### Capstone 2- Bengali Grapheme Classification Project

This workbook is the first attempt at experimenting with a CNN for this project. I've followed this [starter code] (https://www.kaggle.com/kaushal2896/bengali-graphemes-starter-eda-multi-output-cnn)for ideas. 

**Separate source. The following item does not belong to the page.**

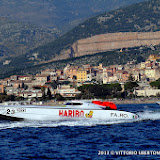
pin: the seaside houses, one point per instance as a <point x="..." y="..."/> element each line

This is also the first attempt at using MLFlow for tracking deep learning experiments

In [1]:
#importing necessary packages
import pandas as pd
import numpy as np
import tensorflow as tf
import matplotlib.pyplot as plt
import sklearn
from collections import defaultdict
import mlflow

Although my virtual environment uses tensorflow-gpu, I want to doubly make sure that keras uses my GPU

In [2]:
from keras import backend as K
K.tensorflow_backend._get_available_gpus()

Using TensorFlow backend.


['/job:localhost/replica:0/task:0/device:GPU:0']

In [3]:
# using custom scripts for creating model and loading data
import sys
# insert at 1, 0 is the script path (or '' in REPL)
sys.path.insert(1, './model/')

In [4]:
from model_creator import model_create
from data_loader import data_loader

In [5]:
# read the csv files
filenames = ['train','test','class_map','class_map_corrected','train_multi_diacritics','sample_submission']
df_dict = defaultdict()

for file in filenames:
    df_dict[file]=pd.read_csv('./data/{}.csv'.format(file))

In [6]:
# using mlflow autologger to track models, artifacts and parameters
import mlflow.keras
mlflow.keras.autolog()

In [8]:
#creating mlflow experiment
mlflow.create_experiment(name="conv_kernel_size_6_pool_size_3_default_arch")

'1'

In [9]:
#this version of the model create function creates a 3 layer alternating conv-maxpool layers followed by dropout
#two dense layers with a dropout in the middle and three output layers

#to-do batch normalization, add optimizer and initializer as parameters
model = model_create(conv_kernel_size=6,pool_size=3)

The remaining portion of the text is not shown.